UPDATE: ‘GonziPN’ in deep political crisis
Government MP Beppe Fenech Adami concedes that the ‘No’ camp was ‘checkmated’ by the ‘Yes’, as Sunday’s resounding vote in favour of Jeffrey Pullicino Orlando’s divorce bill plunges both Lawrence Gonzi and the Nationalist Party into disarray
Last Sunday’s resounding vote in favour of divorce has triggered an unprecedented political crisis within government and the Nationalist Party, to the extent that MP Beppe Fenech Adami admitted during last Monday’s parliamentary group that the No camp was “checkmated” (gibtuna nitkellmu wehidna).
Fenech Adami’s remark came was made in the wake of a desperate appeal he addressed to the Prime Minister during the meeting, when he asked a puzzled Dr Gonzi to guide the PN parliamentary group on how to vote when the bill comes before the House.
The Birkirkara MP is reported to have addressed Lawrence Gonzi at least three times during the parliamentary group meeting to qualify what he meant by saying that parliament must respect the people’s decision.
“You are my leader, and I need to know how people like myself who clearly have crisis of conscience to deal with on this matter,” Fenech Adami was reported as telling Gonzi.
Contacted yesterday, Beppe Fenech Adami refused to go into the merit of his intervention during the parliamentary group meeting, but stressed that he has a difficult choice ahead.
“I won’t vote against, but I could abstain or even resign,” Fenech Adami said.
He added however that according to his calculations, the Bill will pass, but should there be the remote situation whereby the numbers don’t add up, then he would have to reconsider his position. “As I said, I won’t vote against, but I could abstain or resign.”
But today Beppe Fenech Adami denied saying that he would vote against. “What I told Karl Stagno Navarra is that I shall be consistent in my stand against the introduction of divorce in Malta. For the proposed legislation to become law it a parliamentary majority which is required. I see no problem for such a majority to be acquired."
A number of MPs also confronted the Prime Minister on the way forward and was challenged to say how he will vote in parliament.
Gonzi was the first to call for a referendum on divorce hours after Jeffrey Pullicino Orlando had presented the Private Member’s Bill in July 2010, also leading the PN to adopt a stand against divorce.

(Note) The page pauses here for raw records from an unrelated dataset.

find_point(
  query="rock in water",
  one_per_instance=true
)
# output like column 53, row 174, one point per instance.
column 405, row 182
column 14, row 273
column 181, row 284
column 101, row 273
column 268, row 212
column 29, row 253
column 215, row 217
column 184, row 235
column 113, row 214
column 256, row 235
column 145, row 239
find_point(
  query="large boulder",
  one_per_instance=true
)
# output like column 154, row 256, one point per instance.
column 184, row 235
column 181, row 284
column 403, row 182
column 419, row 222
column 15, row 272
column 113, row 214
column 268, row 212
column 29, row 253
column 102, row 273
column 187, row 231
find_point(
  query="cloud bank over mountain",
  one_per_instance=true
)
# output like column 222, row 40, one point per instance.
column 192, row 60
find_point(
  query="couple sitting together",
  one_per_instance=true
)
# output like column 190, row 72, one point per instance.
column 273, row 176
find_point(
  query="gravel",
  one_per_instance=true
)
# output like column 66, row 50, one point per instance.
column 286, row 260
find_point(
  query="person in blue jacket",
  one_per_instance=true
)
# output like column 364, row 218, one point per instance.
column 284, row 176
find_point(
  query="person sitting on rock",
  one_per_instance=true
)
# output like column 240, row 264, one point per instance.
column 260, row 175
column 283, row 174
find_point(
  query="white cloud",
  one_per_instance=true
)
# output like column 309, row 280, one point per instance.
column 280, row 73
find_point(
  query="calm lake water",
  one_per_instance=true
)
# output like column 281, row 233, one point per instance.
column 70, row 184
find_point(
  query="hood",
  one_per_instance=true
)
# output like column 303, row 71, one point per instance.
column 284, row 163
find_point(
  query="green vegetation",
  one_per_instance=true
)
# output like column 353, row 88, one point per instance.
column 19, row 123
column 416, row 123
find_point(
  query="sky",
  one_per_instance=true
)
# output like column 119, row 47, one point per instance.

A majority of MPs followed the Prime Minister’s lead and declared themselves against divorce, and are now facing the embarrassment of making a U-turn.
But while Gonzi refuses to budge from his position and declare how he will vote in parliament, MPs are venting their anger as they interpret the Prime Minister and his Cabinet’s silence as a choreographed stand by replying only that they will vote “according to conscience.”
MPs Robert Arrigo, Jean-Pierre Farrugia, Jesmond Mugliett, Censu Galea and Franco Debono all spoke on the odd and critical situation the party was in and that there was no easy way out, except by doing the honourable thing of accepting the people’s will and have their vote reflect that will.
Backbenchers are even claiming they have been ‘set up’ by Cabinet, who are hiding behind a rehearsed and vague reply as to how they will vote in parliament, despite a call by the Prime Minister for the House to “respect” the people’s decision.
Contacted yesterday, most backbenchers refused to comment, but some said that they will not accept a situation where Ministers would ‘hide’ behind their assumption of numbers within the house to have the bill passed.
“I will not be the one to be left out to dry to save their face while they comfortably chose to abstain,” an irate MP told MaltaToday.
MP Franco Debono said that “voting No is definitely not on the cards” and added that the time has come for the PN to do some thorough soul-searching and understand the motives behind such disastrous results.
“After the 2009 MEP election result and Saturday’s referendum, the party needs to conduct a thorough soul-searching excercise and listen more to the people,” he said.
Other MPs reacted to how the Prime Minister persists in speaking on behalf of the Church, when he remarked yesterday that he was preoccupied by the tensions towards the Church.
“The Prime Minister must be secular, and should never speak about the Church the way he is, especially when one knows that it was the Church that created the tensions during this campaign,” the MP said.